Re: [PATCH v3 1/2] mm: store zero pages to be swapped out in a bitmap

Yosry Ahmed <yosryahmed@xxxxxxxxxx> · Tue, 11 Jun 2024 08:42:51 -0700

On Tue, Jun 11, 2024 at 4:49 AM Usama Arif <usamaarif642@xxxxxxxxx> wrote:
>
> @@ -515,8 +600,11 @@ void swap_read_folio(struct folio *folio, bool
> synchronous,
> >>>>                   psi_memstall_enter(&pflags);
> >>>>           }
> >>>>           delayacct_swapin_start();
> >>>> -
> >>>> -       if (zswap_load(folio)) {
> >>>> +       if (swap_zeromap_folio_test(folio)) {
> >>>> +               folio_zero_fill(folio);
> >>>> +               folio_mark_uptodate(folio);
> >>>> +               folio_unlock(folio);
> >>> We don't currently support swapping in large folios, but it is a work
> >>> in progress, and this will break once we have it.
> >>> swap_zeromap_folio_test() will return false even if parts of the folio
> >>> are in fact zero-filled. Then, we will go read those from disk swap,
> >>> essentially corrupting data.
> >> So yes, with this patch I tested swap out of large zero folio, but when
> >> swapping in it was page by page. My assumption was that swap_read_folio
> >> (when support is added) would only pass a large folio that was earlier
> >> swapped out as a large folio. So if a zero filled large folio was
> >> swapped out, the zeromap will be set for all the pages in that folio,
> >> and at large folio swap in (when it is supported), it will see that all
> >> the bits in the zeromap for that folio are set,  and will just
> >> folio_zero_fill.
> >>
> >> If even a single page in large folio has non-zero data then zeromap will
> >> not store it and it will go to either zswap or disk, and at read time as
> >> all the bits in zeromap are not set, it will still goto either zswap or
> >> disk, so I think this works?
> >>
> >> Is my assumption wrong that only large folios can be swapped in only if
> >> they were swapped out as large? I think this code works in that case.
> > I think the assumption is incorrect. I think we would just check if
> > contiguous PTEs have contiguous swap entries and swapin the folio as a
> > large folio in this case. It is likely that the swap entries are
> > contiguous because it was swapped out as a large folio, but I don't
> > think it's guaranteed.
>
> Yes, makes sense. Thanks for explaining this.
>
> >
> > For example, here is a patch that implements large swapin support for
> > the synchronous swapin case, and I think it just checks that the PTEs
> > have contiguous swap entries:
> > https://lore.kernel.org/linux-mm/20240304081348.197341-6-21cnbao@xxxxxxxxx/
> >
> > This makes a lot of sense because otherwise you'd have to keep track
> > of how the folios were composed at the time of swapout, to be able to
> > swap the same folios back in.
>
> I think the solution to large folio swap-in for this optimization and
> zswap is not in swap_read_folio in this patch-series or any call further
> down the stack, as its too late by the time you reach here, but in
> Barrys' patch. This needs to happen much earlier when deciding the size
> of the folio at folio creation in alloc_swap_folio, after Barry checks
>
>      if (is_zswap_enabled())
>          goto fallback;
>
> once the order is decided, we would need to check the indexes in the
> zeromap array starting from swap_offset(entry) and ending at
> swap_offset(entry) + 2^order are set. If no bits are set, or all bits
> are set, then we allocate large folio. Otherwise, we goto fallback.
>
> I think its better to handle this in Barrys patch. I feel this series is
> close to its final state, i.e. the only diff I have for the next
> revision is below to remove start/end_writeback for zer_filled case. I
> will comment on Barrys patch once the I send out the next revision of this.
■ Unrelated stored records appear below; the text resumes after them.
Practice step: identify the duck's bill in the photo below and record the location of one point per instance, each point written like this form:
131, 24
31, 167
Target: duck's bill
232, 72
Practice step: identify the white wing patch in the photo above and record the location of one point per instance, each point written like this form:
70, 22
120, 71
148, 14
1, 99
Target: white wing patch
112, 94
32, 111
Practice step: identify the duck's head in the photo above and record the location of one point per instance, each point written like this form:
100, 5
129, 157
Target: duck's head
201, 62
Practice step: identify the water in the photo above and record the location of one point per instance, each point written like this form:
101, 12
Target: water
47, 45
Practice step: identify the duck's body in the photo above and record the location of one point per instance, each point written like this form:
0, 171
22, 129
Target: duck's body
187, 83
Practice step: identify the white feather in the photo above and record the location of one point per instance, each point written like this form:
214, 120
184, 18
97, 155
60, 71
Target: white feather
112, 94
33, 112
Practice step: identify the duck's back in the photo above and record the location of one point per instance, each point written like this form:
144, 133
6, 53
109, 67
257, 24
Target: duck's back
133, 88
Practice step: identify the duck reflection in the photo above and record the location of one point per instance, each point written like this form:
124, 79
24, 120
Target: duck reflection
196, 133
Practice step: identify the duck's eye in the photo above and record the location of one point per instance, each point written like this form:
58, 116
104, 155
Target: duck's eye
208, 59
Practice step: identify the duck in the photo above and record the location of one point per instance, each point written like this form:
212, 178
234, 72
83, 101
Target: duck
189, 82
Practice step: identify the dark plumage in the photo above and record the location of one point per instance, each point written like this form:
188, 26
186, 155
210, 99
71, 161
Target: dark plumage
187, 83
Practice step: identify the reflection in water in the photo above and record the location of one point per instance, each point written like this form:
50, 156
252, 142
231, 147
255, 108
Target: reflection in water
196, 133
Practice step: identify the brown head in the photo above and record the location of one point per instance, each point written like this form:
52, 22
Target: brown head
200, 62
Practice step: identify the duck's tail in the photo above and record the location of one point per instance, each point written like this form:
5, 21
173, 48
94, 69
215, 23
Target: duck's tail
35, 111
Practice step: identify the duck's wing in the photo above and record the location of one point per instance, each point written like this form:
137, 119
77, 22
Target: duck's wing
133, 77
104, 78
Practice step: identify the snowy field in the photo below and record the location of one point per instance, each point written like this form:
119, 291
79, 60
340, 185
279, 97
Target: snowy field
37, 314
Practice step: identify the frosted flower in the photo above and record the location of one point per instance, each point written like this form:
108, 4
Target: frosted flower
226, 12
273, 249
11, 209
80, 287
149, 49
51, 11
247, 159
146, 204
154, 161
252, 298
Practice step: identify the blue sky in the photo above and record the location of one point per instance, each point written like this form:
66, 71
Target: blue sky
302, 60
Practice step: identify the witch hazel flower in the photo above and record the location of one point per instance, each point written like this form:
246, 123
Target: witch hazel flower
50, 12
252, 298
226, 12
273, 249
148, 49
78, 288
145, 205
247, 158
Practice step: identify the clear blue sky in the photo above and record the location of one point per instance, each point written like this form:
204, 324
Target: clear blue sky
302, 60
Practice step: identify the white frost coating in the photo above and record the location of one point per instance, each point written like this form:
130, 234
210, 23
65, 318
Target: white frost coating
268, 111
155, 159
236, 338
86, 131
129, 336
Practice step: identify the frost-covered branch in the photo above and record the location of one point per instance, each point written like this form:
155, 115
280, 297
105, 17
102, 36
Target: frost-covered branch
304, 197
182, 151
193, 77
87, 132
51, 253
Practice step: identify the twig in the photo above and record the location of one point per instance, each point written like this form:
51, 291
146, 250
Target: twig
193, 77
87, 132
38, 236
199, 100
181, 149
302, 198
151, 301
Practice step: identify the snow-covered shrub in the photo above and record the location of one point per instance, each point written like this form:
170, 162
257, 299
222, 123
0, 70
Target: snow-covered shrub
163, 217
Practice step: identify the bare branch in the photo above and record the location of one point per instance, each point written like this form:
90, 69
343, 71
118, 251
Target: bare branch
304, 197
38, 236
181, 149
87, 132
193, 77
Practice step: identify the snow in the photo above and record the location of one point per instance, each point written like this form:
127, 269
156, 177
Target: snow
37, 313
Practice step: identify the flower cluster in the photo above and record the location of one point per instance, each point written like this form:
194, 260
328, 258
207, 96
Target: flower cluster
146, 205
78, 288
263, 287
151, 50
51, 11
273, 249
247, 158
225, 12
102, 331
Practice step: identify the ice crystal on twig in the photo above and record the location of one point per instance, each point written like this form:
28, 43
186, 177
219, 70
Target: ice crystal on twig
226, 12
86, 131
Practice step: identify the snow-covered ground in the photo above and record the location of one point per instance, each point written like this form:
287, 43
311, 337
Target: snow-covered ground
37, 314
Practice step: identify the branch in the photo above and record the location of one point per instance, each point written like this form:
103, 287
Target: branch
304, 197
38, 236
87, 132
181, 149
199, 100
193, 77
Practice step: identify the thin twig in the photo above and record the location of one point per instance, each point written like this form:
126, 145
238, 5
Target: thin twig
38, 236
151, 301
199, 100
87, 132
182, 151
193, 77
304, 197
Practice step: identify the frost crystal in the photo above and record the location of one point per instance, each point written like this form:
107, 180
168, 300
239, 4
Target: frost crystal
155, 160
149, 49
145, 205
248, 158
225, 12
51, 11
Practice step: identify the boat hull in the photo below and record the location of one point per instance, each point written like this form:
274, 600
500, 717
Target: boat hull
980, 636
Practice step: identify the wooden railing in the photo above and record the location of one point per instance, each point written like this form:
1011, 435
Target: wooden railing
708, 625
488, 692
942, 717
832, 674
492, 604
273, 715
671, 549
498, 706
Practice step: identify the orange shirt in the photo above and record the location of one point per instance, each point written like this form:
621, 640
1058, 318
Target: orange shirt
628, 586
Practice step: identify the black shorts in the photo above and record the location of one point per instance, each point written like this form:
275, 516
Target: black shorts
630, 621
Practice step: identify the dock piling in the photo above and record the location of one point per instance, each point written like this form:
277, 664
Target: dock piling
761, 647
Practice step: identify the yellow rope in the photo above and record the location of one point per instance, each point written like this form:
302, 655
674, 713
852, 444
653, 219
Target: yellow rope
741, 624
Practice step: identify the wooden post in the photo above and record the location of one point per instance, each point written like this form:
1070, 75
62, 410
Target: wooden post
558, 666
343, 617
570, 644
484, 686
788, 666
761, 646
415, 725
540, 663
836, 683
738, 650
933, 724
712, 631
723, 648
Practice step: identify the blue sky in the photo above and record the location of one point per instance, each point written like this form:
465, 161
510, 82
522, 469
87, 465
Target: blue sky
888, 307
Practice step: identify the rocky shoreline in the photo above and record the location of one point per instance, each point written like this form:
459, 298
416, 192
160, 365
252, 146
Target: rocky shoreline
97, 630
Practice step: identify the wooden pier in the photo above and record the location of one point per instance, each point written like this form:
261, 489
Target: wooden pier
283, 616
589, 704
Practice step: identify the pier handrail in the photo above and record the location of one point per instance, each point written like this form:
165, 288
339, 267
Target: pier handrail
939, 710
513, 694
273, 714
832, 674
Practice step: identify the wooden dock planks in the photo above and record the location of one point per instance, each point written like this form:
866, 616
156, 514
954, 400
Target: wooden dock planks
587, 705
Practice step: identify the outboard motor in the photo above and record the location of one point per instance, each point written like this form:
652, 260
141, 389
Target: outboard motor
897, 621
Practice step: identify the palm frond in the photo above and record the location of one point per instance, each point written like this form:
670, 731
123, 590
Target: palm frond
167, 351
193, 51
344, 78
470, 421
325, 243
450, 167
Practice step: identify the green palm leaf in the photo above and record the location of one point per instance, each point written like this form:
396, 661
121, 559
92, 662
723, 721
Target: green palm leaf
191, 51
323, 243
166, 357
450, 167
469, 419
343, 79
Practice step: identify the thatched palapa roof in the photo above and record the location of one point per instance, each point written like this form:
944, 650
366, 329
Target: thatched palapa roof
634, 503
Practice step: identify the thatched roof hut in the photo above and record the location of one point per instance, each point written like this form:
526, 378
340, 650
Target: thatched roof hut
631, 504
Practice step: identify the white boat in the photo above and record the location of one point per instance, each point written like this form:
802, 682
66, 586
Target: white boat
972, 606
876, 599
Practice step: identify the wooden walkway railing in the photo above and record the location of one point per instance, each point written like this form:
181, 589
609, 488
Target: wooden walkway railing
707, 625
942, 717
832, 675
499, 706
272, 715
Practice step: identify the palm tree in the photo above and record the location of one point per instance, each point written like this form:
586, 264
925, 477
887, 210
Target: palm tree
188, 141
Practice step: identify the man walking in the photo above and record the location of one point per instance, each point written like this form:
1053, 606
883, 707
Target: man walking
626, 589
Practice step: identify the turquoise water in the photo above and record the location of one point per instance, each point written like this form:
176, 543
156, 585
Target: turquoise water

Sorry I did not make myself clearer. I did not mean that you should
handle the large folio swapin here. This needs to be handled at a
higher level because as you mentioned, a large folio may be partially
in the zeromap, zswap, swapcache, disk, etc.

What I meant is that we should probably have a debug check to make
sure this doesn't go unhandled. For zswap, I am trying to add a
warning and fail the swapin operation if a large folio slips through
to zswap. We can do something similar here if folks agree this is the
right way in the interim:
https://lore.kernel.org/lkml/20240611024516.1375191-3-yosryahmed@xxxxxxxxxx/.

Maybe I am too paranoid, but I think it's easy to mess up these things
when working on large folio swapin imo.